3 minute read

Patients' Rights

Right To Die



A number of cases have addressed the right to refuse life-sustaining medical treatment. Broadly speaking, under certain circumstances a person may have a right to refuse life-sustaining medical treatment or to have life-sustaining treatment withdrawn. On the one side in these cases is the patient's interest in autonomy, privacy, and bodily integrity. This side must be balanced against the state's traditional interests in the preservation of life, prevention of suicide, protection of dependents, and the protection of the integrity of the medical profession.



In IN RE QUINLAN, 355 A.2d 647 (1976), the New Jersey Supreme Court permitted withdrawal of life-support measures for a woman in a persistent vegetative state, although her condition was stable and her life expectancy stretched years into the future. Many of the emotional issues the country struggles with in the early 2000s were either a direct result of or were influenced by this case, including living wills and other advance medical directives, the right to refuse unwanted treatment, and physician-assisted suicide.

The first U.S. Supreme Court decision addressing the difficult question regarding the removal of life support was Cruzan v. Director, Missouri Department of Health, 497 U.S. 261, 110 S. Ct. 2841, 111 L. Ed. 2d 224 (1990). Cruzan involved a young woman rendered permanently comatose after a car accident. Her parents petitioned to have her feeding tube removed. The Supreme Court ruled that the evidence needed to be clear and convincing that the young woman had explicitly authorized the termination of treatment prior to becoming incompetent. The Court ruled that the evidence had not been clear and convincing, but upon remand to the state court the family presented new testimony that was deemed clear and convincing. The young woman died 12 days after her feeding tube was removed.

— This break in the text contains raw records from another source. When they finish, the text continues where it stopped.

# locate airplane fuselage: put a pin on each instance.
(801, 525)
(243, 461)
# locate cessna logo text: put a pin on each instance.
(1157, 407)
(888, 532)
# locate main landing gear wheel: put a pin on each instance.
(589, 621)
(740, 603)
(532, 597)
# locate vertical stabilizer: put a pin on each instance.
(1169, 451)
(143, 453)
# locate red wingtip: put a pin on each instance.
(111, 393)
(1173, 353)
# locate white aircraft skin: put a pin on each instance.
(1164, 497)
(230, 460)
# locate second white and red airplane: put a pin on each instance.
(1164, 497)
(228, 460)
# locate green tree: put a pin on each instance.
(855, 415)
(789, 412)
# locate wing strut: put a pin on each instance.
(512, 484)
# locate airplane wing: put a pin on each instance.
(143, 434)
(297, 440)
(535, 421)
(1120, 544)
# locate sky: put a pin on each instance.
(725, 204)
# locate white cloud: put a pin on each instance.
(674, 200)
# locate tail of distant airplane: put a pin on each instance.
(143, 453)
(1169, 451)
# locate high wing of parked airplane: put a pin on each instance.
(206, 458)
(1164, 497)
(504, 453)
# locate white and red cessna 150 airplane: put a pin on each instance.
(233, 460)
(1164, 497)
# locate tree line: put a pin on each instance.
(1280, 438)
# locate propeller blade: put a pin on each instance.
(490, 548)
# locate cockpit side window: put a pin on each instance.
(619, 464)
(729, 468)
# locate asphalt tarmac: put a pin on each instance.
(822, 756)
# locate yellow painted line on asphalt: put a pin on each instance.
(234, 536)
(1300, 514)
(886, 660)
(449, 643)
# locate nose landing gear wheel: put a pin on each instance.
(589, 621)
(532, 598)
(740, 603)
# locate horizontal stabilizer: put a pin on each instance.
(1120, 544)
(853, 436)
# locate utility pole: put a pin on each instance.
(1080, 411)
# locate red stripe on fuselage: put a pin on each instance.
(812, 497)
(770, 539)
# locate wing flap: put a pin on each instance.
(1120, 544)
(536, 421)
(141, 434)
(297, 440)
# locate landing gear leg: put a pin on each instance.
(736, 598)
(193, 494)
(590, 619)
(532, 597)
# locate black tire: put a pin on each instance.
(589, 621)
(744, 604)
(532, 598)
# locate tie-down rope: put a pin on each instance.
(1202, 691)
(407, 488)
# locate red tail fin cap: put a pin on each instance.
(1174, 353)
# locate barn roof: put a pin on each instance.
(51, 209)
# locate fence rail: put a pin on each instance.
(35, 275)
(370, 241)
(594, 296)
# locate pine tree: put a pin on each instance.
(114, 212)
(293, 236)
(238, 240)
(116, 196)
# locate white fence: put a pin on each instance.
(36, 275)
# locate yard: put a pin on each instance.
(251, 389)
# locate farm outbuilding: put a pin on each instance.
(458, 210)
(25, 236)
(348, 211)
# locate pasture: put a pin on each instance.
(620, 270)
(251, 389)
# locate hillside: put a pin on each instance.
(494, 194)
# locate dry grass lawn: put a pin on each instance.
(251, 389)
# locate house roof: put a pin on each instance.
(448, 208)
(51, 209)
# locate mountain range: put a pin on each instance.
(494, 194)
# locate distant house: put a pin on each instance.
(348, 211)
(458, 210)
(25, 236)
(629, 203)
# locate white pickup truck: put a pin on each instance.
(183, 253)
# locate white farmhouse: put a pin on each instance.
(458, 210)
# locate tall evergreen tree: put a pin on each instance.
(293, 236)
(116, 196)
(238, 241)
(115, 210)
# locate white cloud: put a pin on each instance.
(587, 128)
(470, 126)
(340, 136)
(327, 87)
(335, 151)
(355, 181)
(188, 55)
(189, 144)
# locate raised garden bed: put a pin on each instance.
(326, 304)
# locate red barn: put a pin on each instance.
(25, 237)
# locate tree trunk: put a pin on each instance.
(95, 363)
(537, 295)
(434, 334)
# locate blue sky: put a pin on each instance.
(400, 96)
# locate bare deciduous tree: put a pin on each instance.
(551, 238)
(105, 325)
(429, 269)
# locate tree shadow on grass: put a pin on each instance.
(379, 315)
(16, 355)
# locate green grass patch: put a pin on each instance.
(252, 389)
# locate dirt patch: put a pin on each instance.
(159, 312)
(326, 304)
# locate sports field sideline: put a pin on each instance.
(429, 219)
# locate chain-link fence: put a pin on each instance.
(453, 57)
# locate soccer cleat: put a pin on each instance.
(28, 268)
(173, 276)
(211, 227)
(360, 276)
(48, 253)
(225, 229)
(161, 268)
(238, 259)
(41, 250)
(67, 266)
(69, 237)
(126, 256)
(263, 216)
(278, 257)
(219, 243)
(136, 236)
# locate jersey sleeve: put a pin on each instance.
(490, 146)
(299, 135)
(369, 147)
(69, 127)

The Supreme Court decided two right-todie cases in 1997, Quill v. Vacco, 521 U.S. 793, 117 S.Ct. 2293, 138 L.Ed.2d 834 (1997), and WASHINGTON V. GLUCKSBERG, 521 U.S. 702, 117 S.Ct. 2258, 138 L.Ed.2d 772 (1997). In Glucksberg, the appellate courts in New York and Washington had struck down laws banning physician-assisted suicide as violations of EQUAL PROTECTION and DUE PROCESS, respectively. The Supreme Court reversed both decisions, finding no constitutional right to assisted suicide, thus upholding states' power to ban the practice.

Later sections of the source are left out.